Finally have what I hope is the last remote I'll need for some time in the Harmony, however. Not perfect, but as good as I've ever seen. One button neatly labelled "watch tv" turns on the tv, set the tv to the dish input, turns on the receiver, sets the audio source to the dish, and turns on the dish, and leaves the dish controls active on the remote. There are caveats and exceptions, but that's better than any other remote so far. "Honey, first you press 'Macro 1', and the switch to the Dish mode, and the buttons for the PVR are on screen 2..." doesn't fly. "Watch TV" works quite nicely, however. 

508 is IF/RF. The included remote sends both simultaneously, far as I've seen. From what I've heard the 721 remote does the same, and uses the same command language as the 921, which is how they got the 921 IR commands.

I just checked, and yes, the 921 is listed on the Harmony site.

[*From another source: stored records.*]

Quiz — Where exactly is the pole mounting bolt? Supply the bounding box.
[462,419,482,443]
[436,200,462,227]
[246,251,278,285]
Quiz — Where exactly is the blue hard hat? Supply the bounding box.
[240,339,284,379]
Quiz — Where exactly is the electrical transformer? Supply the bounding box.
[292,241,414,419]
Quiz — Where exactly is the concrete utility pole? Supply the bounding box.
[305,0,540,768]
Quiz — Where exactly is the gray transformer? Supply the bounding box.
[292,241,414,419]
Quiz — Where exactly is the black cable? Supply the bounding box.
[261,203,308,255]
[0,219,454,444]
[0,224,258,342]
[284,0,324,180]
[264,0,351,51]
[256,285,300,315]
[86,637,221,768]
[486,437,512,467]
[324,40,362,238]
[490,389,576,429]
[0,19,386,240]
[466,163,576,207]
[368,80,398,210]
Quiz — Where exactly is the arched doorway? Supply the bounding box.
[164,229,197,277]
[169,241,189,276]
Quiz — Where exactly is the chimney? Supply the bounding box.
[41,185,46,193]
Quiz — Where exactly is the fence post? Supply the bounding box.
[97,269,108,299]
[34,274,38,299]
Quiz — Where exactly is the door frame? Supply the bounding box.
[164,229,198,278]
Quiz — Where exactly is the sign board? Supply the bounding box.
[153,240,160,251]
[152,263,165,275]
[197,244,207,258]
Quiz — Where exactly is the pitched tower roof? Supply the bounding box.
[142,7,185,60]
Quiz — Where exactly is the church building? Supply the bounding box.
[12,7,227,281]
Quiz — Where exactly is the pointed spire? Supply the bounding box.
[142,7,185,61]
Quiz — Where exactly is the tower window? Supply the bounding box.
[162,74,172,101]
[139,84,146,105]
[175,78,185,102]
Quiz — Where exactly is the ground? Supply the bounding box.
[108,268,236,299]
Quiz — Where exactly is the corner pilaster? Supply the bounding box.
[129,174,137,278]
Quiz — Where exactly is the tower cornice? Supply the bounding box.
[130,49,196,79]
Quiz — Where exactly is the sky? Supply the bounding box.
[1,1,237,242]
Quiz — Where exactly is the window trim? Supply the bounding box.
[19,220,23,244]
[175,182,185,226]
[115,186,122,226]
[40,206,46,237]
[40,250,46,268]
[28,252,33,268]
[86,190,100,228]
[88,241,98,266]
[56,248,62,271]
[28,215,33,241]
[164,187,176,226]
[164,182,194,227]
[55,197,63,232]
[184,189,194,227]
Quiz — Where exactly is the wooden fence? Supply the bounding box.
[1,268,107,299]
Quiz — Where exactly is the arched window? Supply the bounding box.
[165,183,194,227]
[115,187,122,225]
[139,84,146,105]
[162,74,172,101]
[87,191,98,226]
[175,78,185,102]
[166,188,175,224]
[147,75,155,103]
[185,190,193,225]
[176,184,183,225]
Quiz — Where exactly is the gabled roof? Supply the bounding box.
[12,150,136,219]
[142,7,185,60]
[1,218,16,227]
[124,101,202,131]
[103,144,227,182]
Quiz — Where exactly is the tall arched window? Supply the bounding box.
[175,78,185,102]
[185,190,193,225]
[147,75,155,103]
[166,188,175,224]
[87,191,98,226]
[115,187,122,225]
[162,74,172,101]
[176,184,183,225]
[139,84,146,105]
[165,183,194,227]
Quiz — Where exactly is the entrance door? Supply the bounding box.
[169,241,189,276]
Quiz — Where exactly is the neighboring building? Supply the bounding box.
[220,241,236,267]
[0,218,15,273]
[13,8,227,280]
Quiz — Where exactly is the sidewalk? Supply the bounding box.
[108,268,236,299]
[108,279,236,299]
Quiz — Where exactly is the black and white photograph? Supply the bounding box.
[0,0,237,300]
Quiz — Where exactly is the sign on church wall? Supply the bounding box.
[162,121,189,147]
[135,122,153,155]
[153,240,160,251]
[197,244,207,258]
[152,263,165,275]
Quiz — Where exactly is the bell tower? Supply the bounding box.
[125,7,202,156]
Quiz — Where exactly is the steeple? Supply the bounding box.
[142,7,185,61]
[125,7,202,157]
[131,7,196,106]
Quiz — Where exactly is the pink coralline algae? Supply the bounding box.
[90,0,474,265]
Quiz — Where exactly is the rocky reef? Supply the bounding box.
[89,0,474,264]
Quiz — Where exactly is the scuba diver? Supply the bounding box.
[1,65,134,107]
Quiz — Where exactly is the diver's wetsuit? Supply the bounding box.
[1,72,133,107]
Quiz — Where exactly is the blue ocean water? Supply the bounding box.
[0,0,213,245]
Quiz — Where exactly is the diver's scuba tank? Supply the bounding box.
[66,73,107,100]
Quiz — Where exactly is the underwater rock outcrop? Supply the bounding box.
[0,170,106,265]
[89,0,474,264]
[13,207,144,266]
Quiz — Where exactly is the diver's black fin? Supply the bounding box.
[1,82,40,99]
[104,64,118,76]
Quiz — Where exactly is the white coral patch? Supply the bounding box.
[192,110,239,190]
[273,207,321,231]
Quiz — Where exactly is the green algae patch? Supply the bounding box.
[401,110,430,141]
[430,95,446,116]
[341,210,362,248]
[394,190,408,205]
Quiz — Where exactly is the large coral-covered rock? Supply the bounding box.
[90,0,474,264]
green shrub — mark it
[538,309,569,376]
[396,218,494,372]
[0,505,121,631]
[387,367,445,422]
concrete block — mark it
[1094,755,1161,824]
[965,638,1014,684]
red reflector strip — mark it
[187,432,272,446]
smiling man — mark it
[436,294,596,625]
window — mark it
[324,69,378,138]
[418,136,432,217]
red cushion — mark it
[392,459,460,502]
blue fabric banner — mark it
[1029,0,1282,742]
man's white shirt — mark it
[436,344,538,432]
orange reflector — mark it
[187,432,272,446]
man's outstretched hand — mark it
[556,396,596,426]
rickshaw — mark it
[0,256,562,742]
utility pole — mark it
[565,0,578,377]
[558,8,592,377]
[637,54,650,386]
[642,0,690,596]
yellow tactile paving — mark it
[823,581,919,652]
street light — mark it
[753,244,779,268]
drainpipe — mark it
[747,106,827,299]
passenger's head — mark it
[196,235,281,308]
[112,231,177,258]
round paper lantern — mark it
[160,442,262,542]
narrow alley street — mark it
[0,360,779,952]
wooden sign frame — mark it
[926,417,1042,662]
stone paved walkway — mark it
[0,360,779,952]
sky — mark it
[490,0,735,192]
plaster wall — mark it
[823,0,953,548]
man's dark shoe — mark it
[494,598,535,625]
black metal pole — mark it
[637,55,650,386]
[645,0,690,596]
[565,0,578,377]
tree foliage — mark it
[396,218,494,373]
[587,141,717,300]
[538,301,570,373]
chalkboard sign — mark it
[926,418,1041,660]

I strongly suspect, based on my experience with other people's 508 config setups, that people will want to customize it regardless, but that should still be possible with the codes available.


----------



## Throwbot (Dec 24, 2003)

CompuDude said:


> :-D
> 
> Been a Sony fan for a long time. Good stuff, tho I know there is better. HATE dealing with the hassles of mixed components, for one thing. Went non-Sony for the TV, however, and obviously Dish, so that scheme is slowly going away. Like having any remote I grab able to control other things, too, however. Also like having things match... appearance counts, for me.
> 
> ...


Thanks SonyDudeman appreciate your time. :righton:


----------



## FaxMan (Oct 14, 2003)

Throwbot said:


> Compudude , please please remember to post you opinion of your Harmony remote, as there is a lot of interest out here for controlling a 921 with a learning remote. I have some specific questions.
> 1. Are the E* 921 and / or 721 DVR remote codes listed and available on Harmony's web site?
> 2. What if any limitations have you experienced?
> 3. What model Harmony did you purchase?
> ...


Throwbot,

I'm another 508 owner upgrading to 921 (hopefully next Tuesday) and will be reprogramming my Harmony 659 to control it/both. It seems that control of the 921 and 508 are fairly similar so I'm guessing it will be fairly easy and high on the WAF. I'll try to post my findings.

Based on my experiences thus far, more discreet codes would be a BIG plus.

One concern is how the 921 will react if it receives a 'power off' command while recording. Hopefully it will simply display the confirmation screen (even though the set may be off) and continue recording.

Perhaps a discrete code that says: "Power OFF- Unless Recording" or "Power OFF when Recording Completed"

=Fax


----------



## Throwbot (Dec 24, 2003)

FaxMan said:


> Throwbot,
> 
> I'm another 508 owner upgrading to 921 (hopefully next Tuesday) and will be reprogramming my Harmony 659 to control it/both. It seems that control of the 921 and 508 are fairly similar so I'm guessing it will be fairly easy and high on the WAF. I'll try to post my findings.
> 
> ...


Look forward to your post faxman!


----------



## Mark Lamutt (Mar 24, 2002)

When you press Power Off while the 921 is recording, the 921 powers off, but it continues recording to the end of the event.


----------



## CompuDude (Jan 27, 2003)

Mark Lamutt said:


> When you press Power Off while the 921 is recording, the 921 powers off, but it continues recording to the end of the event.


That's nice. With the 508, when you hit power off, it (fortunately) continued recording, but displays a confirmation dialog. Of course, you don't see said confirmation dialog because the TV and everything else is off now.

The downside, of course, was addressed in the feature request that has been met with the 921. The 508 will now remain on, even though everything else is now off. (Way to go, 921! Fixed the issue!  ) This presents two problems with the 508. First, and not *as* annoying, the 508 will stay on after recording stops, because there's no one around to shut it off anymore. Not the end of the world. Second, however, is that the 508 is now "out of state"... meaning the Harmony thinks it's off, but it's not. So next time you hit "watch TV", since there are no discrete on/off codes, the Harmony will dutifully toggle the power, thinking it's turning the 508 on, and in reality turning it off. Sometimes it's easier to manually switch off the 508 if you notice it's on, before working with the Harmony, because then all the states are as expected. Yes, the Harmony has an onscreen (on the lcd) troubleshooting "help" function, but frankly it's faster to just turn the dang thing off. ;-)

Regadless, if the 921 turns off as instructed, but finishes recording, this won't be an issue there. w00t!


----------